By Donald Zuhn --
On Friday, in Duramed Pharmaceuticals, Inc. v. Watson Laboratories, Inc., the Federal Circuit reversed a decision by the District Court for the District of Nevada on summary judgment that the asserted claims of U.S. Patent No. 7,320,969 were nonobvious, determining that the District Court erred in its obviousness analysis. The Federal Circuit also affirmed the District Court's exclusion of expert testimony on prior use, finding that Watson failed to demonstrate that the lower court abused its discretion in excluding the testimony.
Plaintiff-Appellee Duramed Pharmaceuticals owns the '969 patent, which is directed to an extended-cycle combined oral contraceptive ("COC") regimen that Duramed markets as Seasonique®. In contrast with a traditional 28-day COC, in which estrogen/progestin pills are taken for 21 days and then hormone-free pills are taken for 7 days, under Duramed's extended-cycle COC, estrogen/progestin pills (30 μg ethinyl estradiol and 150 μg of levonorgestrel) are taken for 84 days and then low-dose estrogen (10 μg ethinyl estradiol) are taken for 7 days.

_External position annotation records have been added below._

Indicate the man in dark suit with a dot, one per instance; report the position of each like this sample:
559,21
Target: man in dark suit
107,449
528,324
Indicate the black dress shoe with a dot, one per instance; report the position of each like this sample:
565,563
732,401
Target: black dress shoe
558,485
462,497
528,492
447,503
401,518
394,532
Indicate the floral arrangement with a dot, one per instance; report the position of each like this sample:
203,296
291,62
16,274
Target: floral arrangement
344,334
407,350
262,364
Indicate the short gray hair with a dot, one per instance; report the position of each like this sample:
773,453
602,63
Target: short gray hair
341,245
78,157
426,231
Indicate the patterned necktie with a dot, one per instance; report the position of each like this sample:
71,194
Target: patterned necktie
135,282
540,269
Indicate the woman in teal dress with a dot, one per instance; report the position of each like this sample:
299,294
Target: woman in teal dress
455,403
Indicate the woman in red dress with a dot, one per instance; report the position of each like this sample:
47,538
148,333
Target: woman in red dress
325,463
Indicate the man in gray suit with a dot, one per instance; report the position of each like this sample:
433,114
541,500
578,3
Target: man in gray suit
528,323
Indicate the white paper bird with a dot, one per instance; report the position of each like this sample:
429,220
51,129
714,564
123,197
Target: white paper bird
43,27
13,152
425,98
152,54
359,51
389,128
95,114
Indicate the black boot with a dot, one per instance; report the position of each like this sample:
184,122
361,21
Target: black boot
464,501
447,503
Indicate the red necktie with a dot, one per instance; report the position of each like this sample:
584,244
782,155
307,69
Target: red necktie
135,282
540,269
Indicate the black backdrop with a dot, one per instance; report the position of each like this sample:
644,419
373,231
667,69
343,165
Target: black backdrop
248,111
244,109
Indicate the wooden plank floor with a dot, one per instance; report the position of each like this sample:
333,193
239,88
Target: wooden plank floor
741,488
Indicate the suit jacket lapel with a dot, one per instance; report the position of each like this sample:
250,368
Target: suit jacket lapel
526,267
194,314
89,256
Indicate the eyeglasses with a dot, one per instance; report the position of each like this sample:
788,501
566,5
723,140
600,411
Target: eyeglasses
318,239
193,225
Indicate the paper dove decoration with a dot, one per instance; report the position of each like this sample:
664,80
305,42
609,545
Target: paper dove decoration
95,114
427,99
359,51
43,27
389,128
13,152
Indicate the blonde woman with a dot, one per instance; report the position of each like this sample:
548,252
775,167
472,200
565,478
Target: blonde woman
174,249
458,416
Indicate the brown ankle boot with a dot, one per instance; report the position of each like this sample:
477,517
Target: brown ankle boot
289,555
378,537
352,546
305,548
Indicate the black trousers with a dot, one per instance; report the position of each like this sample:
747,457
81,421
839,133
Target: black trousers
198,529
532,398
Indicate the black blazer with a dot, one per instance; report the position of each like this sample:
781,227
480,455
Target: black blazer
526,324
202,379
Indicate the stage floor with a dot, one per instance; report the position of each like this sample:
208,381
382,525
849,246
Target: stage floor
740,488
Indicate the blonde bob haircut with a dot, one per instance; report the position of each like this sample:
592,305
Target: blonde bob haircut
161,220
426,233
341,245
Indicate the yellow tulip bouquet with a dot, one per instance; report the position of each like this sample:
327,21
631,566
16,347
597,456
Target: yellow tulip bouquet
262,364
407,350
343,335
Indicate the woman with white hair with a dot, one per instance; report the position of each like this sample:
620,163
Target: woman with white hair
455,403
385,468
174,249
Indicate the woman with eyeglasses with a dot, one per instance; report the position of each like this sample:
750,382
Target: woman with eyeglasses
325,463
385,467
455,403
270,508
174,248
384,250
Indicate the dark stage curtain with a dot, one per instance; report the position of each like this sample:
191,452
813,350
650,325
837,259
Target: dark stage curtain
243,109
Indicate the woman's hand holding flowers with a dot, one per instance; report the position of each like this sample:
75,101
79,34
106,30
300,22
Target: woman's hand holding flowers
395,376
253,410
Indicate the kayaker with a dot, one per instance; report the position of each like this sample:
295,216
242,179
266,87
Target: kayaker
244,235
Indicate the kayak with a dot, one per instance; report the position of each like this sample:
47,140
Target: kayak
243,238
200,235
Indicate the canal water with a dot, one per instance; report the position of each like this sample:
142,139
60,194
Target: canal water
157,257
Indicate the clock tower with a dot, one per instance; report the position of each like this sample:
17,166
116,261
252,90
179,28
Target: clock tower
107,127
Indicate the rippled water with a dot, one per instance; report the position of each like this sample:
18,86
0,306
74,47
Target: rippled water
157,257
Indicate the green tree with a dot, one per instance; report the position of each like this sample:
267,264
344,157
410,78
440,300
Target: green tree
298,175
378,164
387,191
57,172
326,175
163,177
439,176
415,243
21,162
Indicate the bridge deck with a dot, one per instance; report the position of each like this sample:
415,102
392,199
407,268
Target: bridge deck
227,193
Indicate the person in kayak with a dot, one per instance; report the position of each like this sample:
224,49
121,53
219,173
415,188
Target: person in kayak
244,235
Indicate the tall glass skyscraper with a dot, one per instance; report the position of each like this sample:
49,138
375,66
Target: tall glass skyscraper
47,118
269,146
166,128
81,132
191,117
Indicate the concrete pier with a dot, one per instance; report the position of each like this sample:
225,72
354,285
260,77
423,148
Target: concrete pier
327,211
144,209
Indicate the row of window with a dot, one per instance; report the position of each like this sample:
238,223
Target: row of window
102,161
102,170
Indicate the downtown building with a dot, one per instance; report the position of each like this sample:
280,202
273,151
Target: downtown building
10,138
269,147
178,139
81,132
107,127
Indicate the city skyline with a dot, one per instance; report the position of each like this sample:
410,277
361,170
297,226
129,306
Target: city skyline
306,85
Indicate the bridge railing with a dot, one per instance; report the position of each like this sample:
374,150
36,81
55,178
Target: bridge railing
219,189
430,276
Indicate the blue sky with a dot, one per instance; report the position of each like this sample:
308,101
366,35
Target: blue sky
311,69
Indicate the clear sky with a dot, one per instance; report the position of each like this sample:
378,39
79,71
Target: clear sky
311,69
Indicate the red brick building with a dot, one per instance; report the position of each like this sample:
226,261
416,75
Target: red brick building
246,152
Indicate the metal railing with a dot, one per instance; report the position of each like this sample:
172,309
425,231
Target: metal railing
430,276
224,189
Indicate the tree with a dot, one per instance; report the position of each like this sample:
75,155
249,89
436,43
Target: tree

The extended-cycle regimen serves to increase the menstrual cycle's natural length, and the low-dose estrogen helps to postpone estrogen-withdrawal symptoms that may be experienced during the hormone-free period of traditional COC regimens.
Seeking approval to market a generic version of Seasonique®, Defendant-Appellant Watson Laboratories filed an Abbreviated New Drug Application (ANDA) with the FDA. In response to Watson's ANDA filing, Duramed brought suit against Watson for infringement of claims 1-9, 15, and 17-19 of the '969 patent. Watson stipulated to infringement but challenged the validity of the asserted claims, asserting that they were obvious in view of several references, including three articles (one by Kovacs and two by Sulak) and U.S. Patent No. 6,027,749. The Kovacs article describes an extended-cycle COC regimen in which pills containing 30 μg ethinyl estradiol and 150 μg levonorgestrel are taken for 84 days and then hormone-free pills are taken for 7 days, the '749 patent describes COC regimens in which pills containing 15-20 μg ethinyl estradiol and 50-125 μg levonorgestrel are taken for up to 77 days and then pills containing 10-15 μg ethinyl estradiol are taken for 7 days in order to reduce the incidence of premenstrual headaches, and the Sulak articles describe the use of low-dose estrogen during the hormone-free period as a way to alleviate headaches resulting from estrogen withdrawal. Watson also introduced testimony from an expert who opined that one of skill in the art would have been motivated to combine the above references to arrive at the extended-cycle COC of the '969 patent, and further testified that he had personally prescribed the extended-cycle COC regimen of the '969 patent prior to the patent's priority date. The District Court granted Duramed's motion for summary judgment of nonobviousness and its motion to exclude the expert's testimony regarding prior use for lack of corroboration.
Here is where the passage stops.